I sort of like Reddit. I really do. There is a great deal of good stuff to be found. But, man, are some of the posters idiots.

Here’s a high-rated story for today:

Now Blackwater has an air force

Here’s the article it links to:

Blackwater seeks Super Tucano acquisition for trainer role

Security and training company Blackwater USA confirmed that it has applied for a license to acquire one Embraer Super Tucano light attack trainer.

The acquisition is on hold pending licensing approval by the US government, a Blackwater spokeswoman said.

The aircraft would launch a new pilot training programme for Blackwater, which provides a broad range of training and operational services for military and law enforcement clients.

Reading the comments by the morons is sort of funny. What are the demographics of Reddit? 14-17 year old males, or so. Here’s a sampling:

–Why would they need a trainer if they were not developing an airforce? Executive thrill-seekers?

I wasn’t aware they did training.

–private contractors 2.0 – now with airforce(tm) !

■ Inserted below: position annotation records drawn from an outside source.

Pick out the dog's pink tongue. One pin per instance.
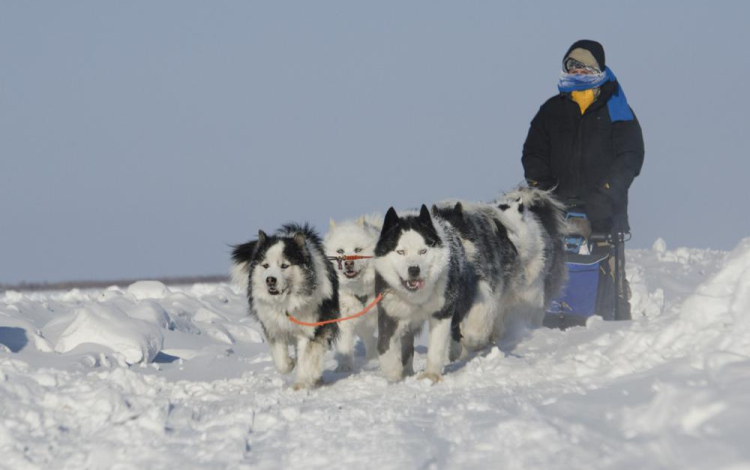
(416, 284)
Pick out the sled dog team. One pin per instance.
(466, 269)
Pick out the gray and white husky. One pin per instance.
(356, 284)
(423, 269)
(537, 213)
(288, 274)
(515, 246)
(498, 266)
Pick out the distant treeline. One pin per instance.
(67, 285)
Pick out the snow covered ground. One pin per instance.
(149, 376)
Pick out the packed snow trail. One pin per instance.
(667, 390)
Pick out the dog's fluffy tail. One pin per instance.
(551, 214)
(240, 271)
(549, 209)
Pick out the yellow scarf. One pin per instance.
(584, 98)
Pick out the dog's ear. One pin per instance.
(391, 221)
(299, 239)
(424, 216)
(459, 209)
(244, 253)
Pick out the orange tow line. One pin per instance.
(336, 320)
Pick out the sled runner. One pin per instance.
(596, 277)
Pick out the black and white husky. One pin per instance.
(422, 268)
(356, 283)
(288, 274)
(495, 258)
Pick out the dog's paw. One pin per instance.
(432, 376)
(345, 363)
(344, 367)
(286, 368)
(306, 385)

–I bet they can’t wait to go to Iran.

Kids these days…

Comments

  1. Hell yeah, if you’re going to rely on foreign mercinaries to defend your country they might just as well buy foreign made weapons too. Well, at least in this case they’re cheap crappy foreign weapons. So what happens when Blackwater gets a better deal from the Saudis or Iranians than they get from us? Oh golly gee that would never happen. It’s not like they’re just in this for the money now is it?

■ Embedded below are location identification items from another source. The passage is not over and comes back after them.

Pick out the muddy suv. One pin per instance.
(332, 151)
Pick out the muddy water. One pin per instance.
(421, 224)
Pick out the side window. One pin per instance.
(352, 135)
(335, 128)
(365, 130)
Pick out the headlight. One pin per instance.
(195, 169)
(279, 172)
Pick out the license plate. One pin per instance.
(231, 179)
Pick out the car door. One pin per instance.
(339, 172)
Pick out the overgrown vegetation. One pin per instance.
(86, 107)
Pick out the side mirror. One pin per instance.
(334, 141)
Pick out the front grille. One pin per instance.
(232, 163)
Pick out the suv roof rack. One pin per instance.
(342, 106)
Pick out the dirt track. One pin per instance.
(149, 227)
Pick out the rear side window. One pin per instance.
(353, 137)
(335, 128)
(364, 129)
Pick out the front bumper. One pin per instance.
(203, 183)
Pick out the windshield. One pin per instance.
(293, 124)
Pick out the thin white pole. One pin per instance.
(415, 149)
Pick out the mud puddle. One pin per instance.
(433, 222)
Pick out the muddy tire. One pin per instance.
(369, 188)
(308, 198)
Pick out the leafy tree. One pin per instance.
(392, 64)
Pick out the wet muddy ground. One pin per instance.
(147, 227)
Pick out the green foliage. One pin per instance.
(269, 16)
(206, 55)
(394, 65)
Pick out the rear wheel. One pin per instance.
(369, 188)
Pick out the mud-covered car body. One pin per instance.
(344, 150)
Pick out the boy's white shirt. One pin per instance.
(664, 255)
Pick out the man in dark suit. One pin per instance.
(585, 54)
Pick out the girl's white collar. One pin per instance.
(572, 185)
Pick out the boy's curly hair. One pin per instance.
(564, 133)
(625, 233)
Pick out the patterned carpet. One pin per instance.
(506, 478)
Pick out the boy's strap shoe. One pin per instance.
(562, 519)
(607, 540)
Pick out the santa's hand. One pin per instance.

  2. Great, rent-an-agressor. They already get paid to be the bad guys. When did this country become such a bunch of Polyanna’s? We pay contractors profit on development because we know they’d never drag that out. We let illegals stream across our borders because they only have our best interests at heart. We outsource our weapons because natually everyone wants to sell the best weapons to us. The world loves us and nothing can ever possibly go wrong. If you don’t believe that, just ask any American.

  3. Look at what we’d be missing if we weren’t outsourcing the so called ‘war on terror’, from the NY Times today: An American-owned company operating from Kuwait paid hundreds of thousands of dollars in bribes to American contracting officers in efforts to win more than $11 million in contracts, the government says in court documents. The Army last month suspended the company, Lee Dynamics International, from doing business with the government, and the case now appears to be at the center of a contracting fraud scandal that prompted Defense Secretary Robert M. Gates to dispatch the Pentagon inspector general to Iraq to investigate. Court documents filed in the case say the Army took action because the company was suspected of paying hundreds of thousands in bribes to Army officers to secure contracts to build, operate and maintain warehouses in Iraq that stored weapons, uniforms, vehicles and other mat+

  4. Of course, then there’s this: Lawmakers suggest that one reason companies with second-rate track records continue to win contracts is that agencies have difficulty sharing performance evaluation information. Procurement officials must check the General Services Administration’s Excluded Parties List System to determine whether a contractor is disbarred or suspended from government contracting, but the list rarely includes large firms. Another required resource, the Past Performance Information Retrieval System, is not available to the public, and critics suggest its records are incomplete and outdated. Rep. Carolyn Maloney, D-N.Y., introduced a bill in July that would create a centralized database of actions taken against federal contractors, including a description of each of the actions. ‘The federal government’s watchdogs, the federal suspension and debarment officials, currently lack the information that they need to protect our business interests and taxpayers’ dollars,’ Maloney said. Transparency and oversight are only part of the equation, however. A more substantive issue concerns the criteria agencies use to evaluate a company’s past performance. Take LOGCAP III, for example. Independent auditors and government watchdogs have spotlighted numerous instances of wasteful spending and lax accounting management. But, with the exception of the decision to split the contract among three firms – a strategy some suggest is as much about pacifying Congress as it is about controlling costs – the Pentagon and KBR have hardly broken stride. The service has paid KBR more than $20 billion on the contract. ‘KBR has a hold on [the Army],’ says Dina Rasor, a defense contracting expert and co-author of Betraying Our Troops: The Destructive Results of Privatizing War (Palgrave McMillan, 2007), a new book that alleges KBR threatened work stoppages and repeatedly padded costs during the LOGCAP III contract. ‘They are the 900-pound gorilla in Iraq, and the Army doesn’t want to change horses midstream.’ Gee, what kind of hold could they have over the Army? They’re old war buddies now. The contractors in the desert have their back. They do what the Army wants to do and can’t. They’re brothers. Too bad no one has the US taxpayers back.